One of these is Afternoon Delight, external, which follows the story of a Los Angeles housewife Rachel (Kathryn Hahn) who visits a strip club to spice up her marriage. She meets McKenna, a stripper played by Temple, and decides to adopt her as her live-in nanny.
Temple, who had to learn how to lap dance for the role, praises her "extraordinary" first-time director Jill Soloway. "I'm so proud of it," she says. "The movie is so beautifully pieced together."
Another Sundance premiere is biopic Lovelace, external, in which Temple appears opposite Amanda Seyfried who plays former porn star Linda Lovelace.
The film, by Rob Epstein and Jeffrey Friedman, charts the story behind Deep Throat - the 1972 pornographic film that became a cultural phenomenon - and the more sinister narrative behind it.
Temple's third Sundance outing is Magic Magic, external, directed by Sebastian Silva, in which she stars opposite Michael Cera as a young woman who begins to mentally unravel while on holiday with her friends in a remote part of Chile.
"Playing a schizophrenic was a tough one," admits Temple. "It's an extraordinary adventure, but it's an upsetting movie."
Temple's breakthrough role was in 2006's Notes on a Scandal in which she played Polly, the rebellious daughter of Cate Blanchett's character Sheba.
Her other film appearances include Atonement, The Other Boleyn Girl, The Three Musketeers, and St Trinian's and Pandaemonium.
The latter was directed by her father Julien Temple whose work includes Sex Pistols film The Great Rock'n'Roll Swindle, pop videos for David Bowie, and documentaries about Kinks singer Ray Davies and Joe Strummer of The Clash.
"My father is such a big inspiration for me.
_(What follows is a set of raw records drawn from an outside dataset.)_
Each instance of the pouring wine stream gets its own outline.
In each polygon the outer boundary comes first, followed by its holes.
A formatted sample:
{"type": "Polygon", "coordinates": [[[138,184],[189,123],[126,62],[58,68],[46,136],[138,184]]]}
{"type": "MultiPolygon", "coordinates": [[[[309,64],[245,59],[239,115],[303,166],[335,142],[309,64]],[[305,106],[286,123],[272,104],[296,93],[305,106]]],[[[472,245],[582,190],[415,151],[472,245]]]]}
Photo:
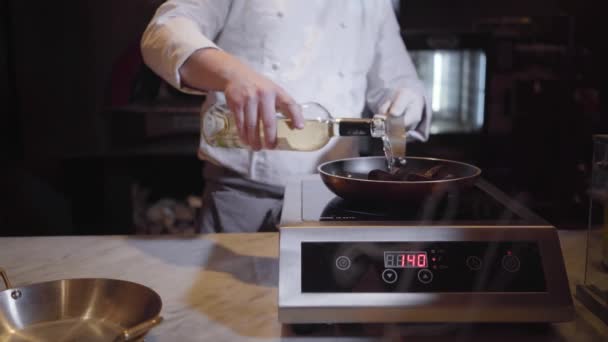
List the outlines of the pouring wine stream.
{"type": "Polygon", "coordinates": [[[395,166],[401,167],[406,163],[407,131],[402,116],[387,115],[386,134],[382,137],[384,156],[388,172],[392,173],[395,166]]]}

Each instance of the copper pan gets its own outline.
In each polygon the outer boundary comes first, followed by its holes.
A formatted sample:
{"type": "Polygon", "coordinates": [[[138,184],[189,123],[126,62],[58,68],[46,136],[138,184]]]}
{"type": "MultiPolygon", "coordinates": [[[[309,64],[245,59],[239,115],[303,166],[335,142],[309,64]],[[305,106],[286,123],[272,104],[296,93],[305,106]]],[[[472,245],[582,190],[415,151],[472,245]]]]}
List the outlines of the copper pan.
{"type": "Polygon", "coordinates": [[[160,296],[113,279],[12,286],[0,268],[0,341],[133,341],[162,321],[160,296]]]}
{"type": "Polygon", "coordinates": [[[369,180],[374,169],[387,170],[384,157],[360,157],[326,162],[318,170],[325,185],[336,195],[356,201],[420,201],[432,193],[462,190],[475,184],[481,174],[476,166],[435,158],[407,157],[408,172],[424,173],[436,165],[444,165],[441,172],[453,177],[433,181],[369,180]]]}

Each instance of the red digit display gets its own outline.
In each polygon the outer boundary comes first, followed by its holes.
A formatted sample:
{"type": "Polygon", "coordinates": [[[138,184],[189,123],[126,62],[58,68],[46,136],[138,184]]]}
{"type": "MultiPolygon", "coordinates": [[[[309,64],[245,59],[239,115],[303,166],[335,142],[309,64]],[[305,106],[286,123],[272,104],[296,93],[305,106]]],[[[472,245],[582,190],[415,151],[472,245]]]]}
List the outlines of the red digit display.
{"type": "Polygon", "coordinates": [[[384,252],[385,268],[427,268],[426,252],[384,252]]]}
{"type": "Polygon", "coordinates": [[[416,266],[419,268],[425,268],[426,265],[426,253],[416,255],[416,266]]]}

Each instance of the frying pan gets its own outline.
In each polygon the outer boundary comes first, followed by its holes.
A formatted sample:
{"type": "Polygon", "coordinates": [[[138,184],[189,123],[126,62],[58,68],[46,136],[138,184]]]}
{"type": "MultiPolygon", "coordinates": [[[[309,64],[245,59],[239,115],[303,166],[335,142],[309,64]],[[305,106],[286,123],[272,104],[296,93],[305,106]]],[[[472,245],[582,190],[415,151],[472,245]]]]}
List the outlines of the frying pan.
{"type": "Polygon", "coordinates": [[[438,176],[450,174],[453,177],[431,181],[368,180],[370,171],[388,170],[385,157],[339,159],[321,164],[318,170],[329,190],[355,201],[420,201],[433,193],[470,187],[481,174],[473,165],[435,158],[407,157],[402,167],[408,173],[423,174],[437,165],[443,165],[438,176]]]}
{"type": "Polygon", "coordinates": [[[12,287],[0,268],[0,341],[132,341],[162,321],[160,296],[112,279],[67,279],[12,287]]]}

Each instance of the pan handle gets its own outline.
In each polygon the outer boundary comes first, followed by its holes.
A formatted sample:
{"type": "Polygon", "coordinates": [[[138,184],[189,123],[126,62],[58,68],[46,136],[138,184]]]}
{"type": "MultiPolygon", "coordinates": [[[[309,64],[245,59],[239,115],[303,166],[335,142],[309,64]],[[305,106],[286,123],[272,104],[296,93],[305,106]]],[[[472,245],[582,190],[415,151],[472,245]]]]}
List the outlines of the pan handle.
{"type": "Polygon", "coordinates": [[[4,286],[7,289],[13,288],[13,286],[11,285],[10,280],[8,280],[8,276],[6,275],[6,271],[2,267],[0,267],[0,277],[2,278],[2,281],[4,281],[4,286]]]}
{"type": "Polygon", "coordinates": [[[163,321],[163,318],[161,316],[158,316],[156,318],[153,318],[149,321],[140,323],[129,329],[125,329],[125,330],[123,330],[122,334],[120,334],[120,336],[118,336],[118,338],[116,338],[115,341],[132,341],[133,339],[144,335],[150,329],[152,329],[155,326],[157,326],[158,324],[160,324],[160,322],[162,322],[162,321],[163,321]]]}

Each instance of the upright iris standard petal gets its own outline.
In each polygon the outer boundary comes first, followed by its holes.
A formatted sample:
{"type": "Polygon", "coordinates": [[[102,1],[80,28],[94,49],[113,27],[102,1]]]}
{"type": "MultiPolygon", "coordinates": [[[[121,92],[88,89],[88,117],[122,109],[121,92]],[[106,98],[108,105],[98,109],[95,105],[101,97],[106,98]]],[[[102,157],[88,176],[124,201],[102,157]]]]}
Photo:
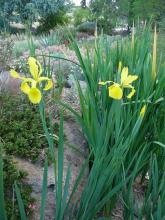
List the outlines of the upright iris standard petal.
{"type": "Polygon", "coordinates": [[[114,83],[112,86],[108,87],[109,96],[113,99],[120,100],[123,97],[123,90],[121,89],[120,85],[114,83]]]}
{"type": "Polygon", "coordinates": [[[25,94],[29,94],[30,86],[28,85],[26,81],[23,81],[21,83],[21,91],[24,92],[25,94]]]}
{"type": "Polygon", "coordinates": [[[19,73],[17,73],[15,70],[10,70],[10,75],[11,75],[11,77],[16,78],[16,79],[21,79],[22,78],[19,75],[19,73]]]}
{"type": "Polygon", "coordinates": [[[146,113],[146,109],[147,109],[147,106],[146,105],[144,105],[143,107],[142,107],[142,109],[141,109],[141,111],[140,111],[140,117],[144,117],[144,115],[145,115],[145,113],[146,113]]]}
{"type": "MultiPolygon", "coordinates": [[[[120,62],[118,72],[121,72],[121,68],[122,68],[122,63],[120,62]]],[[[113,85],[108,87],[109,96],[113,99],[118,99],[118,100],[122,99],[124,88],[131,89],[131,92],[127,95],[127,98],[130,99],[136,92],[135,88],[131,85],[131,83],[137,79],[138,76],[136,75],[128,75],[128,67],[124,67],[121,72],[120,84],[115,83],[113,81],[105,81],[105,82],[101,81],[99,82],[99,85],[104,86],[107,83],[113,83],[113,85]]]]}
{"type": "Polygon", "coordinates": [[[39,104],[42,98],[41,92],[37,88],[31,88],[28,97],[33,104],[39,104]]]}
{"type": "Polygon", "coordinates": [[[121,72],[121,84],[123,84],[128,77],[128,67],[124,67],[121,72]]]}
{"type": "Polygon", "coordinates": [[[137,80],[138,76],[128,75],[128,67],[124,67],[121,73],[121,85],[125,88],[129,86],[133,81],[137,80]]]}
{"type": "Polygon", "coordinates": [[[28,64],[32,77],[38,80],[42,72],[41,64],[34,57],[29,57],[28,64]]]}
{"type": "Polygon", "coordinates": [[[132,87],[132,88],[131,88],[131,92],[127,95],[127,98],[128,98],[128,99],[131,99],[132,96],[135,94],[135,92],[136,92],[135,88],[132,87]]]}

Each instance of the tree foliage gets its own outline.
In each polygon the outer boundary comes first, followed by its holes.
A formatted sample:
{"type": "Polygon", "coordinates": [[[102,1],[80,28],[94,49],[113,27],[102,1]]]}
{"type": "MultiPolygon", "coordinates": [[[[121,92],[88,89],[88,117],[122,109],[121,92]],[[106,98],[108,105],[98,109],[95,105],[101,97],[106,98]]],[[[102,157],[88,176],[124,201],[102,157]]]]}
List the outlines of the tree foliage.
{"type": "Polygon", "coordinates": [[[91,0],[90,7],[104,30],[118,20],[130,27],[136,20],[159,22],[165,18],[165,0],[91,0]]]}
{"type": "Polygon", "coordinates": [[[68,4],[70,0],[0,0],[0,20],[1,23],[32,23],[67,11],[68,4]]]}

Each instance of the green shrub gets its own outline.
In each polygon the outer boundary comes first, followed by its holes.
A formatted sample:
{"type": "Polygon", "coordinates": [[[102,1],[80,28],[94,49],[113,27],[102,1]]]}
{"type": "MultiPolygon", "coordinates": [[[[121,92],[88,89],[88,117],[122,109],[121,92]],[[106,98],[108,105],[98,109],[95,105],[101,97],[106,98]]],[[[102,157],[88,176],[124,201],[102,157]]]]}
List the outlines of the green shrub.
{"type": "Polygon", "coordinates": [[[0,103],[0,136],[5,152],[35,162],[41,149],[47,147],[38,108],[20,97],[0,96],[0,103]]]}
{"type": "Polygon", "coordinates": [[[48,14],[46,17],[40,19],[40,26],[37,29],[37,33],[49,33],[50,30],[57,25],[64,25],[67,23],[69,23],[69,17],[64,11],[60,11],[58,14],[48,14]]]}
{"type": "Polygon", "coordinates": [[[77,31],[94,34],[96,28],[95,22],[84,22],[77,26],[77,31]]]}
{"type": "Polygon", "coordinates": [[[80,25],[83,22],[91,21],[92,14],[89,8],[78,8],[73,13],[74,25],[80,25]]]}

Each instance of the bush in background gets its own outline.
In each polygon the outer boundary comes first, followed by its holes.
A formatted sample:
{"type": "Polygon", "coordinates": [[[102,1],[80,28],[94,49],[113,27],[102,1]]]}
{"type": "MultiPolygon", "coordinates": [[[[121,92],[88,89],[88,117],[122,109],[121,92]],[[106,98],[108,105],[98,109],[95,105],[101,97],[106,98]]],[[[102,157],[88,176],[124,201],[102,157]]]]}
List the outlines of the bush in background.
{"type": "Polygon", "coordinates": [[[92,13],[89,8],[77,8],[73,13],[74,25],[92,20],[92,13]]]}

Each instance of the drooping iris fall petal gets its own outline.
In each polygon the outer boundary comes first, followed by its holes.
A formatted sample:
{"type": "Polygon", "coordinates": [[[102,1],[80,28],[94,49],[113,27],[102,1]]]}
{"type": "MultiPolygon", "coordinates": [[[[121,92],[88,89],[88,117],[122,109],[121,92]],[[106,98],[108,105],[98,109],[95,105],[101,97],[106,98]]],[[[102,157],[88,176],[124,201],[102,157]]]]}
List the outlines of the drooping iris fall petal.
{"type": "Polygon", "coordinates": [[[42,98],[41,92],[37,88],[31,88],[28,97],[33,104],[39,104],[42,98]]]}

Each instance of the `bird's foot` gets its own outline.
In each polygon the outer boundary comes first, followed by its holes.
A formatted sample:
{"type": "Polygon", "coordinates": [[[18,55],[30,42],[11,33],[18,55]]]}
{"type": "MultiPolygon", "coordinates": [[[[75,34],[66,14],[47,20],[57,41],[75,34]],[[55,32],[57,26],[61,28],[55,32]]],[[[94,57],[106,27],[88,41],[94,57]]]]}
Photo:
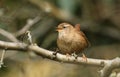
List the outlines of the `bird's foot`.
{"type": "Polygon", "coordinates": [[[85,62],[87,62],[87,57],[85,56],[84,53],[82,53],[82,58],[83,58],[83,60],[84,60],[85,62]]]}
{"type": "Polygon", "coordinates": [[[74,52],[74,53],[72,53],[72,56],[74,56],[75,57],[75,59],[77,59],[78,58],[78,55],[74,52]]]}

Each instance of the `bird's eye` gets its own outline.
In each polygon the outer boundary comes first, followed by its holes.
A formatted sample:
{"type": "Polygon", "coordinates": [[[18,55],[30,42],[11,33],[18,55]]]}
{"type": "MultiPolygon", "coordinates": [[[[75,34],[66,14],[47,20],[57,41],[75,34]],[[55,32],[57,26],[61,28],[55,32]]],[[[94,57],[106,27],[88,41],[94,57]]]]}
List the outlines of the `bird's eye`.
{"type": "Polygon", "coordinates": [[[65,26],[63,26],[63,28],[66,28],[65,26]]]}

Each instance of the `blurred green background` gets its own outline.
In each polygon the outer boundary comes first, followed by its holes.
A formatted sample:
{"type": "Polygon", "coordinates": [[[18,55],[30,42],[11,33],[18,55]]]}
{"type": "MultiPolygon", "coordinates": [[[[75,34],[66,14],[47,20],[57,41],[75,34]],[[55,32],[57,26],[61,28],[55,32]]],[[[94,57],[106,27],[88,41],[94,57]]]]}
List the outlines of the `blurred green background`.
{"type": "MultiPolygon", "coordinates": [[[[54,51],[55,28],[68,22],[80,24],[88,37],[91,47],[85,51],[87,57],[120,56],[120,0],[0,0],[0,28],[8,32],[17,32],[36,16],[41,20],[30,31],[33,42],[42,48],[54,51]]],[[[2,35],[0,40],[9,41],[2,35]]],[[[6,56],[0,77],[99,77],[100,68],[94,66],[31,57],[26,52],[8,51],[6,56]]]]}

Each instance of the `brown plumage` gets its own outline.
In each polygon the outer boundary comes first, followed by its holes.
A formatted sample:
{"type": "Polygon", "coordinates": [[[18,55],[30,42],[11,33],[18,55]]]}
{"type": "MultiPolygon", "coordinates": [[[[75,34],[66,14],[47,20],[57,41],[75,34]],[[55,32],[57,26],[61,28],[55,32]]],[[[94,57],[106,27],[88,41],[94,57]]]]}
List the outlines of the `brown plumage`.
{"type": "Polygon", "coordinates": [[[71,24],[61,23],[58,25],[57,31],[57,45],[60,49],[60,53],[78,54],[89,46],[89,41],[85,34],[80,31],[80,25],[78,24],[73,27],[71,24]]]}

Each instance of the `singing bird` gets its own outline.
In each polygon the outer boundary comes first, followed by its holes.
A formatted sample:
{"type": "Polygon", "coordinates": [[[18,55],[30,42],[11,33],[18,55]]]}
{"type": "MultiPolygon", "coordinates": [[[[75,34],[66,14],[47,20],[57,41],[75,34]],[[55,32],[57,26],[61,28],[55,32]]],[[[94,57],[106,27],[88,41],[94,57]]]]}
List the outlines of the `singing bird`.
{"type": "Polygon", "coordinates": [[[80,30],[79,24],[74,27],[68,23],[61,23],[56,30],[58,31],[57,45],[62,54],[79,54],[89,46],[89,41],[80,30]]]}

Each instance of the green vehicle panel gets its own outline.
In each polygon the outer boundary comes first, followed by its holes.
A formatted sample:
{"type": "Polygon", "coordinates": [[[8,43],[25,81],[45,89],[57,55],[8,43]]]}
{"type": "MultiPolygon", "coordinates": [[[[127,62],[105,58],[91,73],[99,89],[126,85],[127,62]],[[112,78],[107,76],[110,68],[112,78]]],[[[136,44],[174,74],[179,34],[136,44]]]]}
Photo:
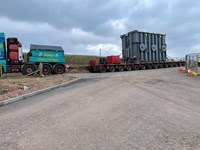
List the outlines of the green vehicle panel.
{"type": "Polygon", "coordinates": [[[31,44],[28,54],[29,62],[64,63],[64,50],[59,46],[45,46],[31,44]]]}

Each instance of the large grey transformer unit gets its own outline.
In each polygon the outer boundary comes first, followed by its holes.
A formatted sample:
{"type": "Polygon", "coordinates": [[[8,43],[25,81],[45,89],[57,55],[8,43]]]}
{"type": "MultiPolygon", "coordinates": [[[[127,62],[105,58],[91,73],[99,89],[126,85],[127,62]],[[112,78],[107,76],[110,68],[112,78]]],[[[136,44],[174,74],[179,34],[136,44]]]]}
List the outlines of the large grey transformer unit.
{"type": "Polygon", "coordinates": [[[132,63],[166,61],[165,34],[134,30],[120,37],[123,60],[132,63]]]}

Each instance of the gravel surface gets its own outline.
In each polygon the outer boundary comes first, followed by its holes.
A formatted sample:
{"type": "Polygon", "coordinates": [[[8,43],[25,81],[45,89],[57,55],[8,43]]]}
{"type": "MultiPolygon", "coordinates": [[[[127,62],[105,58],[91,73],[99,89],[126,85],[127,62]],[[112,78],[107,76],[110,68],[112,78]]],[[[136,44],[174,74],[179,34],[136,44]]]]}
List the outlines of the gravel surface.
{"type": "Polygon", "coordinates": [[[0,107],[0,149],[200,150],[200,77],[178,68],[75,76],[0,107]]]}
{"type": "Polygon", "coordinates": [[[44,77],[25,77],[21,73],[6,74],[0,78],[0,101],[55,86],[74,79],[67,74],[44,77]]]}

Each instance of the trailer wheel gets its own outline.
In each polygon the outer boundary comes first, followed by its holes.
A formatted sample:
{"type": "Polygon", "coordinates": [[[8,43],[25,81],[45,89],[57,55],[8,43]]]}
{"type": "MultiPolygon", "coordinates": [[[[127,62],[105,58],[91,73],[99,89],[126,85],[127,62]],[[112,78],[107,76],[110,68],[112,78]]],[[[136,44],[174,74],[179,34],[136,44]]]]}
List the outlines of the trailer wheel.
{"type": "Polygon", "coordinates": [[[55,65],[53,71],[56,73],[56,74],[63,74],[65,72],[65,67],[61,64],[57,64],[55,65]]]}
{"type": "Polygon", "coordinates": [[[154,65],[153,68],[154,68],[154,69],[158,69],[158,65],[154,65]]]}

I want to work with him again - and hopefully that will happen sooner rather than later."
What kind of career advice has she had from him? "The advice from him that I take everywhere is don't do anything unless you're passionate about it. I have never taken a role that I haven't wanted to play.
"I've never said 'Yeah - payday! Let's do it!' He's always said however long you're playing a role - whether it's two hours, two days or two months - you have to want to be that person and sweat and bleed for them."
She pauses, and adds: "He's also said knowledge is the key to life - that's a good one too."
The Sundance Film Festival runs from 17 -27 January. The winner of the EE Rising Star Award will be unveiled at the Baftas on 10 February.